Significant Influence | Teen Ink

Significant Influence

February 27, 2008
By Anonymous

If an outsider were told to pick someone who has had a significant influence on my life, the might choose my dear friend Erika who committed suicide in 2004, or my dad who is the figurative rock in my life, or even my two cousins, Gabby and Stacey, who have always been for me to run to when life gets terribly hard. No one would choose my older brother, Jeremy or ‘Jerebear’ as I affectionately call him. No, my brother’s influence would be pushed behind most everyone else’s in my life; way to the back, next to every other seemingly insignificant person in my life. When unable to find a good example within the family, it can also be very beneficial to use the bad ones as what to avoid, as my brothers whole life highlights. Besides this lesson, I have also learned that there is more to people than can be quickly perceived by their actions.

We grew up in a broken home, so the two of us were always sure to be together even if we didn’t know what bed we’d sleep in. For me, it was always a comfort to have my big brother at my side whenever I needed him to be my guardian and protector. My mom left the family to pursue material things, and my dad was worn down from the pressures of having to raise a family by himself. He did the best he could, which at times was less than adequate. As the only female in the household, I grew up faster than I should have and became the makeshift “mom” and “wife”. Although draining, these roles have taught me more about myself, namely that I can be resilient in quickly adapting to unexpected changes in life. Jeremy on the other hand, didn’t have the advantage of such a distraction so he felt the full impact of the divorce from early on. This was clearly reflected in his behavior at school. His grades plummeted and he acted out by harming other children either verbally or often physically. Without the emotion skills necessary to handle the shattering of our lives, he fought through life in every sense of the word.

As he grew, so did his court record. Minor transgresses of morality such cheating on a test turned into stealing bikes. He held up a drug dealer with a fake gun. He stole my dad’s car and drove off a bridge. He got in one fight after another, sometimes winning and sometimes coming away with bruises and gashes that I swore I felt as much as he did. It was as if he had changed overnight; but in actuality I only saw the major changes while ignoring all the steps leading up to them. I refused to recognize the new him. No matter what happened I always stood by him, naively believing that it would simply pass when the pain of the divorce passed.

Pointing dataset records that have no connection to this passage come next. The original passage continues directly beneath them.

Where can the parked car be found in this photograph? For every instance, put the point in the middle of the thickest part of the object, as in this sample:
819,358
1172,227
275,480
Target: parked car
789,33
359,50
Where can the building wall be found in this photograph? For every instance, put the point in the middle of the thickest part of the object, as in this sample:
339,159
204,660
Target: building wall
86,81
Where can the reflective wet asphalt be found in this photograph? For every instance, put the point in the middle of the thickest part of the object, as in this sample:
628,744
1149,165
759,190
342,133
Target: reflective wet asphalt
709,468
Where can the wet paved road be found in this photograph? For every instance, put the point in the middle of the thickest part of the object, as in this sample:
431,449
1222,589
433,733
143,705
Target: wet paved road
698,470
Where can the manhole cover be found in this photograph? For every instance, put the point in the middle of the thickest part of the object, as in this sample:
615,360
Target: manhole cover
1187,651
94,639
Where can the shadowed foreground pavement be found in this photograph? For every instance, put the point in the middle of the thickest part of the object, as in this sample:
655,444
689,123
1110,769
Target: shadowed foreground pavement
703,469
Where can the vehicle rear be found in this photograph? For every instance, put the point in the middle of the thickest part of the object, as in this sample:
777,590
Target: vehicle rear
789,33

Although not picturesque, I consider the moral standards in our home at that time to be higher than usual. When he started using drugs it shocked me into disbelief. Thus to persuade him to quit I told him that if smoked one more time then I would cut off our relationship. As was expected he did it again, and I stayed true to my word. For over a month I refused to speak to him except when completely necessary and even then he must have heard the contempt in my voice. One night he came home and went into his closet and sobbed quietly. When my father went looking for him and found him there, he came to me demanding that I make amends. I walked in and saw my frail brother crouched in the corner of his closet crying. For that night the Jerebear I remember came back. I went to him immediately forgetting all the wrong he had done and seeing only my own imperfections. He told me he drank when he was lonely and didn’t fit in, smoked when he wanted to get away forgetting who he was and what he’d become and every time he assaulted someone it was to release some of his own internal anguish. Referring to the messy breakup, he explained to me that when I chose religion as my outlet he chose drugs. I understood then how confused I was about sympathy. Although he never directly accused me of causing the hurt we both understood his sorrow and my unspoken apology. This snippet of reflection has replayed many times since then with minor variations specific to that time period. Sadly what has also repeated is the fact that all of this makes no headway in getting my brother back.

In times passed, I had a more tapered view of the mankind. Seeing a homeless person I would automatically assume that he had no family that loved him and was hurt because of his bad decisions. Seeing groups of boys with their pants almost off their waists I would chalk them up as nobodies who had no real gift to give to society. The list of my changed rationale is extensive. I now know I was mistaken and I can thank Jeremy for this imparted insight.

More often then not, I am unable to recognize he brother that I love so unequivocally. Even when I’m with him I find myself grieving for him because I can feel a profound fissure. I miss the old person I knew, the real him; the one that so many members of my family have either forgotten or given up on seeing again. Once in a while my Jerebear will break through the veiled pain to become the little boy I once knew so well. Until that day comes when he is healthy for good, I will have to hold onto the memories as a detective would hold onto a sketch of a suspect so that, when identified that person can be caught and held onto tightly.